Neural oscillation characteristics

In addition to ERP analysis, this study also used continuous wavelet transform to examine the dynamic neural oscillation information elicited during emotion face recognition between the two groups. Similar to the ERP results, the main effect of group was significant, with lower Alpha power for the higher-leadership group. Alpha power is an important indicator of individuals’ attention, memory, and agility. When individuals are awake, the magnitude of Alpha waves is negatively correlated with cortical activity in corresponding brain regions. That is, when concentrating on a stimulus, Alpha power decreases, while not focusing on a stimulus increases Alpha power (Keitel et al., 2019). Keune et al.’s (2017) study on the relationship between resting state neural oscillations and cognitive function in multiple sclerosis patients found Alpha power increases negatively correlated with processing speed. A magnetoencephalography (MEG) study revealed a positive predictive relationship between Alpha power and cognitive decline (Schoonheim et al., 2013). Our results show greater Alpha desynchronization associated with reduced brain activity in the lower-leadership group, suggesting differences in attention, memory and other cognitive processes during emotion face recognition compared to the higher-leadership group.

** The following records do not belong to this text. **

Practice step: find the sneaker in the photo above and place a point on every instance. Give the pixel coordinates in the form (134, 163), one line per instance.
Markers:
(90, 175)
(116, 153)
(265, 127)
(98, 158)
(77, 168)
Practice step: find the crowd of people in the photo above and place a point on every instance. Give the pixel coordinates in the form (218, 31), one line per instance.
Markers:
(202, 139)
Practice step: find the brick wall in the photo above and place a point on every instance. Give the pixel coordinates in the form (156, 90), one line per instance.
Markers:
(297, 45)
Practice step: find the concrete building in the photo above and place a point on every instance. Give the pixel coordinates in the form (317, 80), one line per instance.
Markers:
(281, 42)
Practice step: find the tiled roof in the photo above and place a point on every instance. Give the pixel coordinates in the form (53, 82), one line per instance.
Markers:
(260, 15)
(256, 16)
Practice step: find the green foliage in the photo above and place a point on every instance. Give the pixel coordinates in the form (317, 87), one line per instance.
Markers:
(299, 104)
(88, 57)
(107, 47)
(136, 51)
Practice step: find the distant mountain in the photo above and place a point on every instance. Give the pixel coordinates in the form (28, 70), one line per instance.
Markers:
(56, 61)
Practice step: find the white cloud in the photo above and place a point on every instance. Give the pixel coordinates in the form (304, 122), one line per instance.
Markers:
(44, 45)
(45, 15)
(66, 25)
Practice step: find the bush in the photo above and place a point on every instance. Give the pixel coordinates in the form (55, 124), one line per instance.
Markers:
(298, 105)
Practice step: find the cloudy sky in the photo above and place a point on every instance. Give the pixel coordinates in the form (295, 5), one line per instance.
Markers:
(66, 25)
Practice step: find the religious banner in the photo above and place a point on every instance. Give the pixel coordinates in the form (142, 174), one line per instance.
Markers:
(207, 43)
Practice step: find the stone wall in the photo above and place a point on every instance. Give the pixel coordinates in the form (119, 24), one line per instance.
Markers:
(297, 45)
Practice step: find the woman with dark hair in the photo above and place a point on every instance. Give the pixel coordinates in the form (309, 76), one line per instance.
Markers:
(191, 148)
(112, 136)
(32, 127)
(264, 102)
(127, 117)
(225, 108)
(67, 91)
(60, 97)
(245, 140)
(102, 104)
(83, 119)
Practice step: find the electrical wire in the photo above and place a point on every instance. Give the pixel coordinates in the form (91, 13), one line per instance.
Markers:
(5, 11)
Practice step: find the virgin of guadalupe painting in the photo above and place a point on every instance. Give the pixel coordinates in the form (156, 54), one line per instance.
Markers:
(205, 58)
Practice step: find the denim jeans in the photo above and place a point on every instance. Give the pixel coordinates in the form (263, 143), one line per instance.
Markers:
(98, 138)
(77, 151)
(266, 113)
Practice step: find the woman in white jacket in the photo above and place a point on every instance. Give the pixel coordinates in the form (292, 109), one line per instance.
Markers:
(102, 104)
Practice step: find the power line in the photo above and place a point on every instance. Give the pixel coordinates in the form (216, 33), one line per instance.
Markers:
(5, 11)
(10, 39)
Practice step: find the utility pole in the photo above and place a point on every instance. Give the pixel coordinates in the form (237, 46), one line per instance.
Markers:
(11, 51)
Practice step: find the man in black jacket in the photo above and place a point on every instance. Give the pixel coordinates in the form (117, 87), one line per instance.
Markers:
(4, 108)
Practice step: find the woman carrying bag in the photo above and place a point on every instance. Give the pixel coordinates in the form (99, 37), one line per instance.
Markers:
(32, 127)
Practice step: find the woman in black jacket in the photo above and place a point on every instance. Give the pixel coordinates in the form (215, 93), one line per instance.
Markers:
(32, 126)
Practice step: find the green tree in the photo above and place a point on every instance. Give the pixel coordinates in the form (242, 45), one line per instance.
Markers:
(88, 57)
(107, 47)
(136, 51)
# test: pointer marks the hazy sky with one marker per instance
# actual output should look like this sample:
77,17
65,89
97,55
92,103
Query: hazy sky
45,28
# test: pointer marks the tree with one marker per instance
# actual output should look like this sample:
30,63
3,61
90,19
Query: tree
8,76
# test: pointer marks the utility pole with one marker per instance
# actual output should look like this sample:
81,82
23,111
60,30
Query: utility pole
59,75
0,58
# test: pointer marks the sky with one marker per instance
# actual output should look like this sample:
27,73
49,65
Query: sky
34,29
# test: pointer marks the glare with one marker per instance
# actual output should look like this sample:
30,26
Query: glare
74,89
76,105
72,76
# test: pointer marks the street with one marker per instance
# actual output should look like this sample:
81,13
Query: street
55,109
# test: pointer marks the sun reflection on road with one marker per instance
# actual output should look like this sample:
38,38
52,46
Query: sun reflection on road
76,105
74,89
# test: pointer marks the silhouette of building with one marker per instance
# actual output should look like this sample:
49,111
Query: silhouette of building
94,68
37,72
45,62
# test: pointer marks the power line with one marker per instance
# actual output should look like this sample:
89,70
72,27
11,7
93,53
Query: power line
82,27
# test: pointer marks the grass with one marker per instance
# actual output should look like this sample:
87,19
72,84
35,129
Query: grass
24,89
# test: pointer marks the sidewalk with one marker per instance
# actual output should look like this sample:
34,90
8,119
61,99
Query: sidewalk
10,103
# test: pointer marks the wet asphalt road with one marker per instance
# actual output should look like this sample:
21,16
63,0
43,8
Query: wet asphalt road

However, our study has some limitations that need to be addressed. Firstly, our sample only included college students. It is unclear whether these findings can be generalized to managers in business and public-sector organizations, which operate in significantly different environments. Future studies should aim to replicate our findings in a more diverse sample. Secondly, the measurement of leadership in our study was self-reported by the participants, which may have been influenced by social desirability bias. Future studies could incorporate additional measures of leadership, such as evaluations from teachers, classmates, or other objective sources. This would allow for a more comprehensive assessment of the participants’ leadership abilities.

Conclusion

In summary, this study found that high leadership level college students exhibited larger N170 amplitudes, while low-leadership group students exhibited larger LPP amplitudes under an interaction of emotion valence, as analyzed using the ERPs P1, N170, and LPP. Additionally, our results showed attenuated brain oscillations (alpha) in low-leadership college students. These findings suggest that deficits in facial emotion processing, particularly among low-leadership individuals, may be due to impairments in visual processing, facial structure encoding, attention, and emotional semantic distribution abilities.